Matthew Wilcox <willy@infradead.org> writes:
It's not been reported before, but it seems obvious why it triggers.
I think it's ffa65753c431 "mm/migrate.c: rework migration_entry_wait()
to not take a pageref".
It's obvious the BUG_ON() is because the page isn't locked, but it's less
obvious to me at least why we have a migration entry pointing to an unlocked
page.
There's a lot of inlining going on, so let's write this out:
__handle_mm_fault
handle_pte_fault
do_swap_page():
entry = pte_to_swp_entry(vmf->orig_pte);
if (unlikely(non_swap_entry(entry))) {
if (is_migration_entry(entry)) {
migration_entry_wait(vma->vm_mm, vmf->pmd,
vmf->address);
We don't (and can't) have the underlying page locked here. We're just
waiting for it to finish migration.
Why can't the page be locked here? Waiting for migration to finish is equivalent
to waiting for the page to be unlocked. __unmap_and_move() follows this rough
sequence:
__unmap_and_move()
if (!trylock_page(page)) {
if (!force || mode `= MIGRATE_ASYNC)
goto out;
/*
* It's not safe for direct compaction to call lock_page.
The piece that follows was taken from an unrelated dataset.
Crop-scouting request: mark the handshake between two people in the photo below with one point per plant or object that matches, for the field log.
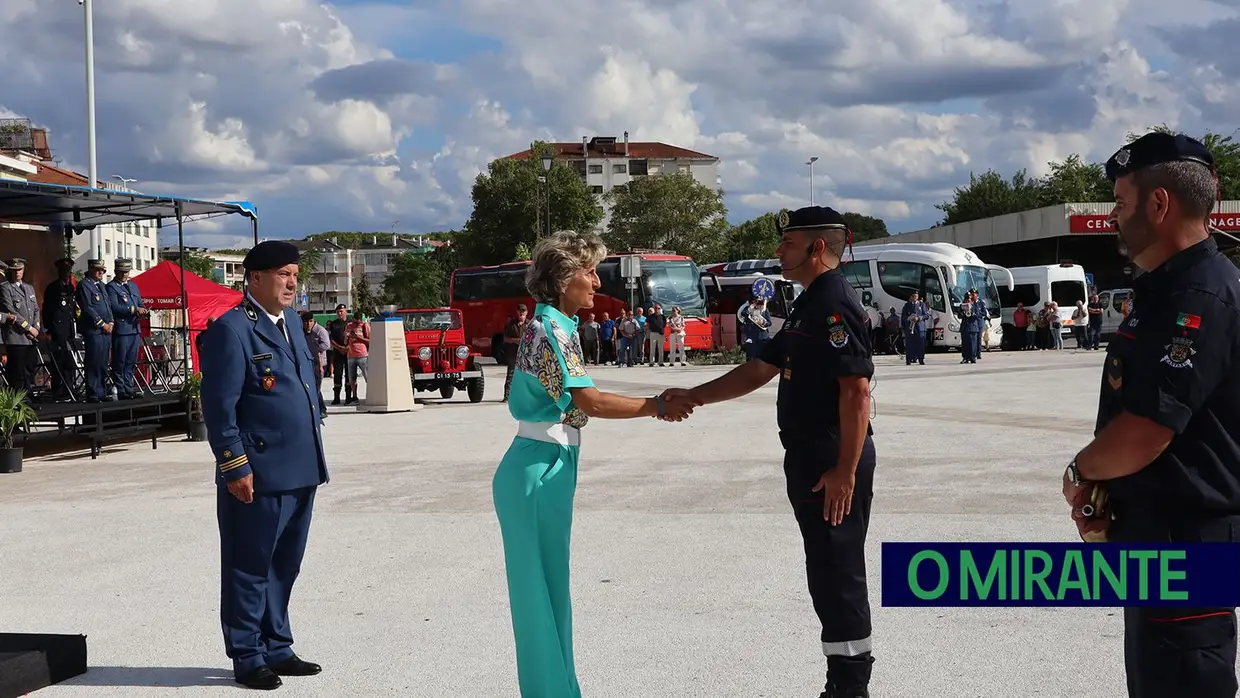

* For example, during page readahead pages are added locked
* to the LRU. Later, when the IO completes the pages are
* marked uptodate and unlocked. However, the queueing
* could be merging multiple pages for one bio (e.g.
* mpage_readahead). If an allocation happens for the
* second or third page, the process can end up locking
* the same page twice and deadlocking. Rather than
* trying to be clever about what pages can be locked,
* avoid the use of lock_page for direct compaction
* altogether.
*/
if (current->flags & PF_MEMALLOC)
goto out;
lock_page(page);
}
[...]
if (unlikely(!trylock_page(newpage)))
goto out_unlock;
[...]
} else if (page_mapped(page)) {
/* Establish migration ptes */
VM_BUG_ON_PAGE(PageAnon(page) && !PageKsm(page) && !anon_vma,
page);
try_to_migrate(page, 0);
page_was_mapped = true;
}
if (!page_mapped(page))
rc = move_to_new_page(newpage, page, mode);
if (page_was_mapped)
remove_migration_ptes(page,
rc =' MIGRATEPAGE_SUCCESS ? newpage : page, false);
Both the source and destination pages (page and newpage respectively) are locked
prior to installing migration entries in try_to_migrate() and unlocked after
migration entries are removed. In order to remove a migration entry the PTL is
required. Therefore while holding the PTL for a migration entry it should be
impossible to observe it pointing to an unlocked page.